Háttér Society
- Formation: 1995
- Headquarters: Budapest, Hungary
- Region served: Hungary
- Website: hatter.hu

= Háttér Society =

Hungarian LGBTQI association

Háttér Society (Háttér Társaság in Hungarian, háttér means background) is an NGO representing LGBTQI people in Hungary. It operates a telephone hotline, a legal aid service, an HIV/AIDS prevention program and an archive. Besides its core activities, Háttér participates in research and training projects and lobbies for the rights of LGBT people through legal change, including against the 2021 Hungarian anti-LGBT law. Háttér is a founding member of the Hungarian LGBT Alliance, and an active member of ILGA-Europe.

== History ==
Háttér was founded in 1995.

== Activities ==
Háttér Society ran a survey of 2,000 people showing that 42% thought about suicide while 30% had attempted it. Suicide thoughts occurred mostly among teenagers, about 64% of respondents, Háttér said. The Society has conducted other surveys and research, in part funded by ILGA Europe. They have written shadow ("parallel") reports for the United Nations Human Rights Council Universal Periodic Review (UPR) in 2015 and 2021.

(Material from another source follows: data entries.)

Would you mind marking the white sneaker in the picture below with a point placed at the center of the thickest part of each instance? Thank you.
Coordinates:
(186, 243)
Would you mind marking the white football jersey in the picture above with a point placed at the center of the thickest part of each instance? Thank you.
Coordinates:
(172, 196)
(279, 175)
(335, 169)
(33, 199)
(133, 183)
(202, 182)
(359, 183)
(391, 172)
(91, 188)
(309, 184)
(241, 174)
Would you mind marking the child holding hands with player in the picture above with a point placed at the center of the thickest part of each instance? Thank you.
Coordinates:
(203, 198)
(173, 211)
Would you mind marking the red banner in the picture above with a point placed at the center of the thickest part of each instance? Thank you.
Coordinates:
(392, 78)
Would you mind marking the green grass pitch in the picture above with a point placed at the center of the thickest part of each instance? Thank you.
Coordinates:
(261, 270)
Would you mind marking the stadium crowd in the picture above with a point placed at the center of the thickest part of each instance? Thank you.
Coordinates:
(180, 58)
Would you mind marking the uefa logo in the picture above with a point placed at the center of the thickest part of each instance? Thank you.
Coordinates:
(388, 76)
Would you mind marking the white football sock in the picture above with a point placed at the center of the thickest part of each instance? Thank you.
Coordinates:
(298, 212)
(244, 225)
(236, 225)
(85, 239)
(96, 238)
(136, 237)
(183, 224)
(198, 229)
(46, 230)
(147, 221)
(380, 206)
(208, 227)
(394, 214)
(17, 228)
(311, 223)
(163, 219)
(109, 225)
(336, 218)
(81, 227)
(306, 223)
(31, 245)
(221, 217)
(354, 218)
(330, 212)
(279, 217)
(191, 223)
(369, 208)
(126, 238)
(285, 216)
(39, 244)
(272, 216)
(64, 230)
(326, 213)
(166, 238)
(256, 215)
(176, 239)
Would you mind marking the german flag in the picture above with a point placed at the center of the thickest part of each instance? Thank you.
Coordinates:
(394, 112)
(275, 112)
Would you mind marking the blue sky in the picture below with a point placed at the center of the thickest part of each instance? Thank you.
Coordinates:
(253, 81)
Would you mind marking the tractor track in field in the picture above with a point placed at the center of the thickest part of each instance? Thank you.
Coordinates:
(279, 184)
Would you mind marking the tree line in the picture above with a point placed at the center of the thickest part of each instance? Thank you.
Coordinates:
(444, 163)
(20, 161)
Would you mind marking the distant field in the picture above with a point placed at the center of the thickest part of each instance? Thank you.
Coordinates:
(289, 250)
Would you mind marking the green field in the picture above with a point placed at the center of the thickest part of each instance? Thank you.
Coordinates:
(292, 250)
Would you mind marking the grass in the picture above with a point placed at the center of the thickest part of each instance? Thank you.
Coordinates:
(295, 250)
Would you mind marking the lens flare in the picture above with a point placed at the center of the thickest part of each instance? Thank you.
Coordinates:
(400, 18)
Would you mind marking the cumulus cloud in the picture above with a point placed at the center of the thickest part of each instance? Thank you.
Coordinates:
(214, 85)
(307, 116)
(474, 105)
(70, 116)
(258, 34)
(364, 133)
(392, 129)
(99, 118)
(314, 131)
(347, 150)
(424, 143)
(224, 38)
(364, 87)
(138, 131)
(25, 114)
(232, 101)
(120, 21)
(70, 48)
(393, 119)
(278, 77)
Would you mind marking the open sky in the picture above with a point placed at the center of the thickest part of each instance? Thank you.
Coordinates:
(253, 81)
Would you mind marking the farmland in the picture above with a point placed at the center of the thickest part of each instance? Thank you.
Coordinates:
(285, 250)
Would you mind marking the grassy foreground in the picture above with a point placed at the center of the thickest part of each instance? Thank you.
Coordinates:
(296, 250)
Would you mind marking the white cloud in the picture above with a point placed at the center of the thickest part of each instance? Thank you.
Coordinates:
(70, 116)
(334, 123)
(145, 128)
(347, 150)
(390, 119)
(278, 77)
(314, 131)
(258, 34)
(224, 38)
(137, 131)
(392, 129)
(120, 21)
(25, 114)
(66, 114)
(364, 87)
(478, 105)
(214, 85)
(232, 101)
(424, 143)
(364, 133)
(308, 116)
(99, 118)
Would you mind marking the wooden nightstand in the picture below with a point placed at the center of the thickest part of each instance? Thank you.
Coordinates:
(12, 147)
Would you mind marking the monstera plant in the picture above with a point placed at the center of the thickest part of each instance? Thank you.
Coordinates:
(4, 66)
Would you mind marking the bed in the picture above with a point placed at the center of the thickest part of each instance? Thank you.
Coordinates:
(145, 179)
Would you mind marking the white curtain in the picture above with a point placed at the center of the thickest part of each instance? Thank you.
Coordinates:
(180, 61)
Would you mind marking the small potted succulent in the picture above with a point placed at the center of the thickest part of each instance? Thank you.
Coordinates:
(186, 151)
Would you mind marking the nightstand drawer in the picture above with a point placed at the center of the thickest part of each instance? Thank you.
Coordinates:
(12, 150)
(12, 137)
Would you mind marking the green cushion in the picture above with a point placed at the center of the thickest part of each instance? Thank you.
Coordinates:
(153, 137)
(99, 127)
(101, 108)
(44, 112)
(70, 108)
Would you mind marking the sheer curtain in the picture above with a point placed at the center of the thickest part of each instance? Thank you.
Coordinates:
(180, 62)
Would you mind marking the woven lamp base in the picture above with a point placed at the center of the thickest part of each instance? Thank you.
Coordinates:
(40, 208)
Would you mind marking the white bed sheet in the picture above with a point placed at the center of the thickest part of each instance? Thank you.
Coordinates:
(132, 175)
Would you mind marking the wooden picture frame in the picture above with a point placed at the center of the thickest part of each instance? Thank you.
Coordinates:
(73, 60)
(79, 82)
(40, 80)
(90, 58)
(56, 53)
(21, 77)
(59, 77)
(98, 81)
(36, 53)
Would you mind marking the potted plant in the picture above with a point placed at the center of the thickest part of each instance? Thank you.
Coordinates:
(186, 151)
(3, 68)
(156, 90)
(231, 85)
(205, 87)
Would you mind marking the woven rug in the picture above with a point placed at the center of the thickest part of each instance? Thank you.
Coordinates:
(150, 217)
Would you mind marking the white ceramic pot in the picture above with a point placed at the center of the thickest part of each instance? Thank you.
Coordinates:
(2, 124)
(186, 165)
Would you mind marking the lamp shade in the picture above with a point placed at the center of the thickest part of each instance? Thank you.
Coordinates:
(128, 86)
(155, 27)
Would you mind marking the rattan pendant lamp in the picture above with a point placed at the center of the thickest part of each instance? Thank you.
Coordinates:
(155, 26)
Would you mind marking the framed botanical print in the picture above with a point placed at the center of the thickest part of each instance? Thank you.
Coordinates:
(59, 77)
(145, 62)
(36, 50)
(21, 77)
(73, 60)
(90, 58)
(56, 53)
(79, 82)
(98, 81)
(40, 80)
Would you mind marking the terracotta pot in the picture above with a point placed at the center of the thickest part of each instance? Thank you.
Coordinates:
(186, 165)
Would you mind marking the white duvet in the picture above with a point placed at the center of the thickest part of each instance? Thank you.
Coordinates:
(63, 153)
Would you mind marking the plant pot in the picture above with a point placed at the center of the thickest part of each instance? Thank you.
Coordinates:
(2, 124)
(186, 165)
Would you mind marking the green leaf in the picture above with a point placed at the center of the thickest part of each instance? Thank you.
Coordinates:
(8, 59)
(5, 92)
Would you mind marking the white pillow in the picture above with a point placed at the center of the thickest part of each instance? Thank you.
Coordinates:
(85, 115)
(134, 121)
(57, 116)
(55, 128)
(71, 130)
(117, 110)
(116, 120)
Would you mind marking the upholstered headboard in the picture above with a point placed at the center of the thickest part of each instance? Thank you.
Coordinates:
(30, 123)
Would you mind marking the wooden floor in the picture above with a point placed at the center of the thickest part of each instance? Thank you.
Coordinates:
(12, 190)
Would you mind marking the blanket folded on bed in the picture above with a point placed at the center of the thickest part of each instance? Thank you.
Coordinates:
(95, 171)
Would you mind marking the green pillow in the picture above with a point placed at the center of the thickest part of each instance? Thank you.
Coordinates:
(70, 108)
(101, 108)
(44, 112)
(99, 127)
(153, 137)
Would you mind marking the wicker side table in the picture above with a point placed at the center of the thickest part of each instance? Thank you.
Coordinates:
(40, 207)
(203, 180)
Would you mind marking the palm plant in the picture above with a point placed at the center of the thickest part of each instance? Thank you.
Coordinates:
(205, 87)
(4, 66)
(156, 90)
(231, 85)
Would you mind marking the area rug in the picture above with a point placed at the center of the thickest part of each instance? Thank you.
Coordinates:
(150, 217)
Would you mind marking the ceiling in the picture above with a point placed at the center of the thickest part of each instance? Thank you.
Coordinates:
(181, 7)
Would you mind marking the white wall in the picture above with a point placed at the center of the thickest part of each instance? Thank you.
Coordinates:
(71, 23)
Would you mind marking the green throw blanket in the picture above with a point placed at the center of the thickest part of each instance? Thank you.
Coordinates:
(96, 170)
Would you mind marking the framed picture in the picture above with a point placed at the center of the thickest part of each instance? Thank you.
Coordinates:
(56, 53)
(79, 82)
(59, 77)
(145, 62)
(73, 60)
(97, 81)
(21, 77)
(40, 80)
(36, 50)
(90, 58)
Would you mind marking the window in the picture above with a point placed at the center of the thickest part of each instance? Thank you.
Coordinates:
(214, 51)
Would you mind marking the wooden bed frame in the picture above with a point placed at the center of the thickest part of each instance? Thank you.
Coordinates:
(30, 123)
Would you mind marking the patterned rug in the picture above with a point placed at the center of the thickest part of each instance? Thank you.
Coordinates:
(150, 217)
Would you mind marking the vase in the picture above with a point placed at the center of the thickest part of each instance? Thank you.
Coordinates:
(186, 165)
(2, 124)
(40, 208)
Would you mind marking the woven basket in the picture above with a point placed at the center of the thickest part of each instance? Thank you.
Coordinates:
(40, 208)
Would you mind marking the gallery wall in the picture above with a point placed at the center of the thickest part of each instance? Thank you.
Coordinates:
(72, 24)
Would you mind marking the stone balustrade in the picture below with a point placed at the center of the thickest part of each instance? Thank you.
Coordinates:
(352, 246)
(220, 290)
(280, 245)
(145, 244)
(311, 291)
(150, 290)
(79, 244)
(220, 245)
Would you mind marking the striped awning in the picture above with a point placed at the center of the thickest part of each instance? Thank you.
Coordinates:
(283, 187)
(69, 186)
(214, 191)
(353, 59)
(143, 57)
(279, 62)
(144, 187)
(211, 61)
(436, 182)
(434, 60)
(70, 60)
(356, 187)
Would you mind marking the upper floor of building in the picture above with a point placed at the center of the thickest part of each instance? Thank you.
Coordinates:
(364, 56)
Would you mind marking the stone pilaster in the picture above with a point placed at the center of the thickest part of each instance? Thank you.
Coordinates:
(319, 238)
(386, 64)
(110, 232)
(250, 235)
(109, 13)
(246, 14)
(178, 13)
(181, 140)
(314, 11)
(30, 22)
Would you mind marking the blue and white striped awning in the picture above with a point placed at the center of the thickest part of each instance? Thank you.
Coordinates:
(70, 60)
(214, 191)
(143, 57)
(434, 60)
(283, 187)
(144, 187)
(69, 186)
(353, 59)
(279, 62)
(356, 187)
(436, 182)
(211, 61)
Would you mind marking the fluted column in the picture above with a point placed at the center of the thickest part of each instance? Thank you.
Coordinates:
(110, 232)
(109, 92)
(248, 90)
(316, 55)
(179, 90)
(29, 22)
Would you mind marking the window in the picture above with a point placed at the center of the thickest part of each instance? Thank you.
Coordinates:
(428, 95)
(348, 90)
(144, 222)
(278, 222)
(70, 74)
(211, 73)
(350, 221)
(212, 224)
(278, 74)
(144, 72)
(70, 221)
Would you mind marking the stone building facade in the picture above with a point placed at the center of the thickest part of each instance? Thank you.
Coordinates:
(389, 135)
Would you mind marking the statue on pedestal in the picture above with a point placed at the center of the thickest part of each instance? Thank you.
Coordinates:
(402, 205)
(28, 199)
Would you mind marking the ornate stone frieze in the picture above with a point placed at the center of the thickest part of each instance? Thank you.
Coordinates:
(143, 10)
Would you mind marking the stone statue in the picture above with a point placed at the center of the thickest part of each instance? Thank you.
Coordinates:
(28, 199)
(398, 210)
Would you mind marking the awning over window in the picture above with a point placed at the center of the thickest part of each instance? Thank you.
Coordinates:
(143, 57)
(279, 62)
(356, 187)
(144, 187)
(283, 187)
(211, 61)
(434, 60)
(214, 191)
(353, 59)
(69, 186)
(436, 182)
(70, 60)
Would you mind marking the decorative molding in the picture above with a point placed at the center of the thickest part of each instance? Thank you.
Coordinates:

The Society's lobbying activities include efforts in 2017 to achieve inheritance tax equality for gay widows and widowers. In 2018, Háttér Society released a short film intended for parents of gay children.

After the Orbán IV government passed the Hungarian anti-LGBT law in 2021, Háttér and Amnesty International were among a group of NGOs condemning the law in a joint letter. Háttér stated that discrimination and violence against LGBT people increased after the law was passed.

Háttér Society runs its own archive, the Háttér Archive.